The activation of NOD-like receptor protein 3 (NLRP3) inflammasome-dependent pyroptosis has been shown to play a vital role in the pathology of manganese (Mn)-induced neurotoxicity. Sodium para-aminosalicylic acid (PAS-Na) has a positive effect on the treatment of manganism. However, the mechanism is still unclear. We hypothesized that PAS-Na might act through NLRP3. The microglial cell line BV2 and male Sprague-Dawley rats were used to investigate the impacts of PAS-Na on Mn-induced NLRP3 inflammasome-dependent pyroptosis. The related protein of the NF-κB pathway and NLRP3-inflammasome-dependent pyroptosis was detected by western blot. The reactive oxygen species and mitochondrial membrane potential were detected by immunofluorescence staining and flow cytometry. The activation of microglia and the gasdermin D (GSDMD) were detected by immunofluorescence staining. Our results showed that Mn treatment induced oxidative stress and activated the NF-κB pathway by increasing the phosphorylation of p65 and IkB-α in BV2 cells and in the basal ganglia of rats.
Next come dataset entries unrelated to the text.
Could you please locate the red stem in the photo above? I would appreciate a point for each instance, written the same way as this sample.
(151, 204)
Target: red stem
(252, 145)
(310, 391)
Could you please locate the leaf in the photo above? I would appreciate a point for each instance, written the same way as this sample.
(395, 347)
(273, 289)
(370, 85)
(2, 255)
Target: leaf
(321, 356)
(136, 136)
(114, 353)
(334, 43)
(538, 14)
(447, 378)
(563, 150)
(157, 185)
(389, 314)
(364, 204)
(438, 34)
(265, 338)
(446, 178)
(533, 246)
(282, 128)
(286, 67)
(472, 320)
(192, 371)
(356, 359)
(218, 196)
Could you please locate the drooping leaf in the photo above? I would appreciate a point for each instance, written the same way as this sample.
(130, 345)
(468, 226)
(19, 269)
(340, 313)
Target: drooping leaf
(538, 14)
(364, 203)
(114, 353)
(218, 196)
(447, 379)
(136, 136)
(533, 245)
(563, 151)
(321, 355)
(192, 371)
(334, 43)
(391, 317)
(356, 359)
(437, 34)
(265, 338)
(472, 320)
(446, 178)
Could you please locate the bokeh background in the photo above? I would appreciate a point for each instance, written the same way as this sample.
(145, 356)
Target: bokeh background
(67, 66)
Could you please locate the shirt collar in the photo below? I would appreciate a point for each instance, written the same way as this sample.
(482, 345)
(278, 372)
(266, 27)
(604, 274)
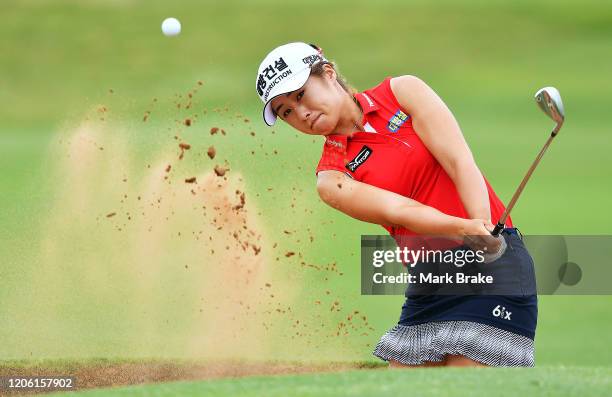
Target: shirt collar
(368, 105)
(367, 102)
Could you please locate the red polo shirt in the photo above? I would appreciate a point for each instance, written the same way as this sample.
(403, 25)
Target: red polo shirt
(390, 155)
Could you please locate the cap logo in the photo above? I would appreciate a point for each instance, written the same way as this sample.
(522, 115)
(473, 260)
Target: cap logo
(270, 76)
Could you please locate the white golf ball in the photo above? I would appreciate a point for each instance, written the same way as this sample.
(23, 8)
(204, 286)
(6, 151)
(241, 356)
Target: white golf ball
(171, 27)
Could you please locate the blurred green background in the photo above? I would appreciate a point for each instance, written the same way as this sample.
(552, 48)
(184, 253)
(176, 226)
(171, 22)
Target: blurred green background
(79, 75)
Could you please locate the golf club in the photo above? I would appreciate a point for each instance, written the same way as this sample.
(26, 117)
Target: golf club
(549, 100)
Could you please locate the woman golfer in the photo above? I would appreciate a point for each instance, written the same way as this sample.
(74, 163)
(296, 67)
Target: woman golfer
(395, 156)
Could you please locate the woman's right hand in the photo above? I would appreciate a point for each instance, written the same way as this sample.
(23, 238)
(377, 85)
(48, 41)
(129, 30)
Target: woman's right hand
(477, 235)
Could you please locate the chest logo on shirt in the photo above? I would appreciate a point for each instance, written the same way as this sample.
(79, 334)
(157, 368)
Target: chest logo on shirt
(361, 157)
(396, 121)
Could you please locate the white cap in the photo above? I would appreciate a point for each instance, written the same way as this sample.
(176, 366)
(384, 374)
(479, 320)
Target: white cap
(284, 69)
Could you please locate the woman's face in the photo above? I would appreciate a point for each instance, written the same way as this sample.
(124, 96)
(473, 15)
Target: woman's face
(315, 108)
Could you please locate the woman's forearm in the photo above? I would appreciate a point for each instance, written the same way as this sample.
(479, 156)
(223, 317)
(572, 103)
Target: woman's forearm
(472, 190)
(423, 219)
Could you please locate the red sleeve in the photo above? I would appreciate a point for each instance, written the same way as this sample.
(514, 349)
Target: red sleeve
(334, 154)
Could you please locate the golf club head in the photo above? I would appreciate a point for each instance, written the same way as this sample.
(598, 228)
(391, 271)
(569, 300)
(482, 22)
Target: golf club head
(549, 100)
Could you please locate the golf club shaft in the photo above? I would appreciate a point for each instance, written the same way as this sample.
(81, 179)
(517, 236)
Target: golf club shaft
(502, 221)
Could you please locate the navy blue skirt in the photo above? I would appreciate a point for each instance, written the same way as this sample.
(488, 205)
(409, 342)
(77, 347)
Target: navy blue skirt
(496, 330)
(516, 313)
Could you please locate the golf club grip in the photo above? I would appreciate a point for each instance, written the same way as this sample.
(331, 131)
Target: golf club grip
(498, 228)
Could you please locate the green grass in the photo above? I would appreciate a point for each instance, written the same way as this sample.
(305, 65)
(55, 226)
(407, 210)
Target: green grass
(73, 287)
(549, 381)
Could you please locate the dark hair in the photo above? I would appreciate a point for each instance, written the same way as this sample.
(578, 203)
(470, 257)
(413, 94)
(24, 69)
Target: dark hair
(317, 70)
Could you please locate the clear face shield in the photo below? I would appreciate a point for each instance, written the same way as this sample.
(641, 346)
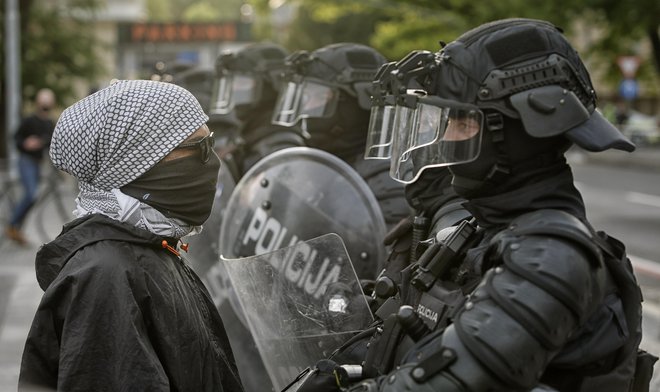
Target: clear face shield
(381, 128)
(433, 132)
(232, 90)
(305, 98)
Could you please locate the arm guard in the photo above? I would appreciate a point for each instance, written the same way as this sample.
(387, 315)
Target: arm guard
(549, 281)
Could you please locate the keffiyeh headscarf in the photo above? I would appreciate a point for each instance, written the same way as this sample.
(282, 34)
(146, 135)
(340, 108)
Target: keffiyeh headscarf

PAS-Na could alleviate Mn-induced oxidative stress damage by inhibiting ROS generation, increasing mitochondrial membrane potential and ATP levels, thereby reducing the phosphorylation of p65 and IkB-α. Besides, Mn treatment could activate the NLRP3 pathway and promote the secretion of IL-18 and IL-1β, mediating pyroptosis in BV2 cells and in the basal ganglia and hippocampus of rats. But an inhibitor of NF-κb (JSH-23) treatment could significantly reduce LDH release, the expression of NLRP3 and Cleaved CASP1 protein and IL-1β and IL-18 mRNA level in BV2 cells. Interestingly, the effect of PAS-Na treatment in Mn-treated BV2 cells is similar to those of JSH-23. Besides, immunofluorescence results showed that PAS-Na reduced the increase number of activated microglia, which stained positively for GSDMD. PAS-Na antagonized Mn-induced NLRP3 inflammasome dependent pyroptosis through inhibiting NF-κB pathway activation and oxidative stress.

中文翻译：

---

对氨基水杨酸钠通过抑制 NF-κB 通路激活和氧化应激来抑制锰诱导的 NLRP3 炎症小体依赖性细胞焦亡

NOD 样受体蛋白 3 (NLRP3) 炎症小体依赖性细胞焦亡的激活已被证明在锰 (Mn) 诱导的神经毒性病理学中起着至关重要的作用。对氨基水杨酸钠 (PAS-Na) 对治疗锰中毒有积极作用。然而，其机制仍不清楚。我们假设 PAS-Na 可能通过 NLRP3 起作用。使用小胶质细胞系 BV2 和雄性 Sprague-Dawley 大鼠研究 PAS-Na 对 Mn 诱导的 NLRP3 炎症小体依赖性细胞焦亡的影响。Western blot检测NF-κB通路相关蛋白和NLRP3-炎症小体依赖性细胞焦亡。通过免疫荧光染色和流式细胞术检测活性氧和线粒体膜电位。通过免疫荧光染色检测小胶质细胞和gasdermin D（GSDMD）的活化。我们的结果表明，锰处理通过增加 BV2 细胞和大鼠基底神经节中 p65 和 IkB-α 的磷酸化来诱导氧化应激并激活 NF-κB 通路。PAS-Na 可以通过抑制 ROS 的产生、增加线粒体膜电位和 ATP 水平来减轻 Mn 诱导的氧化应激损伤，从而降低 p65 和 IkB-α 的磷酸化。此外，Mn 处理可激活 NLRP3 通路并促进 IL-18 和 IL-1β 的分泌，介导 BV2 细胞以及大鼠基底节和海马的细胞焦亡。但是NF-κb抑制剂（JSH-23）治疗可以显着减少LDH的释放，BV2细胞中NLRP3和Cleaved CASP1蛋白的表达以及IL-1β和IL-18 mRNA水平。有趣的是，PAS-Na 处理在 Mn 处理的 BV2 细胞中的效果与 JSH-23 的效果相似。此外，免疫荧光结果表明，PAS-Na 减少了激活的小胶质细胞数量的增加，这些小胶质细胞对 GSDMD 染色呈阳性。PAS-Na 通过抑制 NF-κB 通路激活和氧化应激来拮抗 Mn 诱导的 NLRP3 炎症小体依赖性细胞焦亡。